Kubelet Internals

Overview

The kubelet is the primary node agent in Kubernetes. It runs on every node in the cluster — both worker nodes and (in some configurations) control plane nodes — and is responsible for ensuring that containers described in PodSpecs are running and healthy. While the API server is the brain of the cluster, the kubelet is the hands: it translates the declarative intent stored in etcd into actual running processes on the underlying Linux machine.

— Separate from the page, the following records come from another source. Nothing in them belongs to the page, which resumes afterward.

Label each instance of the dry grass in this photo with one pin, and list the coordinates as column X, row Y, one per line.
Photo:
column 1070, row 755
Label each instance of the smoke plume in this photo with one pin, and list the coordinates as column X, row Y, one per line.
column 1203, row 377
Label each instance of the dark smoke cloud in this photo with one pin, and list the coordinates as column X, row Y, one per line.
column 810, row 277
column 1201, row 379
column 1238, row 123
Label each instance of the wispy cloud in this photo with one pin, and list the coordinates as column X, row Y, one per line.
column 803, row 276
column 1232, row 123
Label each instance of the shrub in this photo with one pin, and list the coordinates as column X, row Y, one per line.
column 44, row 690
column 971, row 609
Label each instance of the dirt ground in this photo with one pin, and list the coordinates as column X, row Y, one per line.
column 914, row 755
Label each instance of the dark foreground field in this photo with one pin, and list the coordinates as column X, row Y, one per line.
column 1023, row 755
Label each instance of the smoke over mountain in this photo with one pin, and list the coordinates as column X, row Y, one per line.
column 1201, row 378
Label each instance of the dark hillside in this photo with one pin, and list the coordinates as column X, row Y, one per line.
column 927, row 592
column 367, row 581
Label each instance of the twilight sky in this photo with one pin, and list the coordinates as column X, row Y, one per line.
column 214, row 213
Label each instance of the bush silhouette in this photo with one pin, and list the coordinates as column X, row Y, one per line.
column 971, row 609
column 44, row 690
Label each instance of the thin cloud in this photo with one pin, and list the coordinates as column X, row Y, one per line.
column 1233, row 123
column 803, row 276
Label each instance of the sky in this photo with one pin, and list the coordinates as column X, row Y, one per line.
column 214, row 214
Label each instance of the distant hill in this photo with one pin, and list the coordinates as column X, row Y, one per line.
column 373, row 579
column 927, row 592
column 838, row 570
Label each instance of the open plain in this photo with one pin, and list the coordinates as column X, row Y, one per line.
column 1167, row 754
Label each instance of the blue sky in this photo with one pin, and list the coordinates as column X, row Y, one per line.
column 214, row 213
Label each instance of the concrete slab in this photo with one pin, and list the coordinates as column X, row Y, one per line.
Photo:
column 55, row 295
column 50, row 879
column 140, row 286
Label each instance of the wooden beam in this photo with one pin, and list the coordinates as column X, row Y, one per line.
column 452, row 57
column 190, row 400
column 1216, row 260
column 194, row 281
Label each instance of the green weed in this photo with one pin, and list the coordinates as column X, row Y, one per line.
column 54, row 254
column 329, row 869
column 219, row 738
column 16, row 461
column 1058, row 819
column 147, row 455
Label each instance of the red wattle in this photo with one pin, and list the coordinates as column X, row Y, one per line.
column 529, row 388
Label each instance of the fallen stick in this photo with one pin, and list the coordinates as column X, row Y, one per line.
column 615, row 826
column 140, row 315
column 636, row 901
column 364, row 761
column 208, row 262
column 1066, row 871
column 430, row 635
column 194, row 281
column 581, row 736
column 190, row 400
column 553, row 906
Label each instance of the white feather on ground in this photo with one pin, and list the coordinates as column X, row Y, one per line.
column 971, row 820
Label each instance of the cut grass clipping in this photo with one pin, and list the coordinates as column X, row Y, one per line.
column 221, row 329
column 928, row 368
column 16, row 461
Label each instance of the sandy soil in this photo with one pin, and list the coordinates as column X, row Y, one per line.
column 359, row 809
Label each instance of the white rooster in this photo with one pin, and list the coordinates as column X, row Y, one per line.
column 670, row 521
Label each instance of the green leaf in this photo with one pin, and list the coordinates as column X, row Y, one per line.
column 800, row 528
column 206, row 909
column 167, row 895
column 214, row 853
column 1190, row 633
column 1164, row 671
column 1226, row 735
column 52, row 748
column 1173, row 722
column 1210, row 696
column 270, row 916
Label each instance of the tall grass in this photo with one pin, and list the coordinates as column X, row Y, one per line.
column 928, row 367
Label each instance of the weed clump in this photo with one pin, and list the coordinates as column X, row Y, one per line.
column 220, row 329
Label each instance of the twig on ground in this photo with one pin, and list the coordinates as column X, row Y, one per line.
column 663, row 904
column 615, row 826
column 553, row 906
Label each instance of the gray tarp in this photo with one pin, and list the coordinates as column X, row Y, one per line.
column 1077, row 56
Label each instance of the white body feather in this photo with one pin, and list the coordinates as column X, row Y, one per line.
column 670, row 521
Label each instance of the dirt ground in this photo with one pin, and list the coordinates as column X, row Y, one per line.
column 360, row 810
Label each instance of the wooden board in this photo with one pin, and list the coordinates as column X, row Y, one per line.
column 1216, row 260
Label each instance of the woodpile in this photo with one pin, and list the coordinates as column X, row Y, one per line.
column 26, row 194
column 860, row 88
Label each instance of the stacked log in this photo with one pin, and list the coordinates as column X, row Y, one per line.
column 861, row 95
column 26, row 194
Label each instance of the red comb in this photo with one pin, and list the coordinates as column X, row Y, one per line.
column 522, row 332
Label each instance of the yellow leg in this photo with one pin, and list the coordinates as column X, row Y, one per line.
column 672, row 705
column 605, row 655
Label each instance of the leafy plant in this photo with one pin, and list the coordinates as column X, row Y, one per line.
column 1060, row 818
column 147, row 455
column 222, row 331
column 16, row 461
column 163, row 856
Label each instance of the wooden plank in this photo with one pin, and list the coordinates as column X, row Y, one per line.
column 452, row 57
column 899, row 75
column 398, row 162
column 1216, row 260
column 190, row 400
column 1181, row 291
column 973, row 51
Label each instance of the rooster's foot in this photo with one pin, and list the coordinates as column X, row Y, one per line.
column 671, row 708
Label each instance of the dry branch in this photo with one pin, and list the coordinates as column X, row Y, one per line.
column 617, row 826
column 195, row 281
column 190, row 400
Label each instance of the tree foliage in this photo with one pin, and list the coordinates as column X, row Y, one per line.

Unlike other Kubernetes control-plane components, the kubelet does not run as a Pod. It is a system daemon (typically managed by systemd) because it must bootstrap the environment in which Pods run. It communicates upward to the API server and downward to the container runtime, volume plugins, and the Linux kernel itself via cgroups and namespaces.

Understanding kubelet internals is essential for debugging node-level issues: why a Pod is stuck in ContainerCreating, why a node shows NotReady, why a container keeps getting OOM-killed, or why liveness probes are not behaving as expected.

Prerequisites

Understanding of the Kubernetes Pod model and PodSpec
Basic familiarity with Linux cgroups (v1 or v2) and namespaces
Knowledge of container runtimes (containerd, CRI-O)
Familiarity with gRPC and protocol buffers
Understanding of Kubernetes node objects and conditions

Historical Context

The kubelet predates the formal Kubernetes 1.0 release. In the early Google Borg system (which inspired Kubernetes), the equivalent agent was called the Borglet. When Kubernetes was open-sourced in 2014, the kubelet was one of the first components written and has evolved significantly:

Pre-1.5 (2016): Kubelet used Docker directly via the Docker remote API. No CRI abstraction existed.
1.5 (2016): The Container Runtime Interface (CRI) was introduced as an alpha feature, allowing pluggable runtimes.
1.20 (2020): Docker support deprecated in favor of CRI-compliant runtimes. Dockershim (the CRI adapter for Docker) began its removal path.
1.24 (2022): Dockershim removed. containerd and CRI-O are the standard runtimes.
1.25 (2022): cgroup v2 support matured; kubelet began fully supporting the unified cgroup hierarchy.
1.27 (2023): In-place Pod vertical scaling introduced as alpha, allowing CPU/memory changes without Pod restart.

The Pod Lifecycle Event Generator (PLEG) was introduced to replace per-container polling with a more efficient event-driven model, significantly reducing API server load on large nodes.

Kubelet Responsibilities

The kubelet has a wide surface area of responsibilities:

1. Pod Realization The kubelet's primary job is to take a PodSpec (whether from the API server, a static Pod manifest, or an HTTP endpoint) and make it real on the node. This means creating network namespaces, pulling images, creating containers, mounting volumes, and starting the container processes.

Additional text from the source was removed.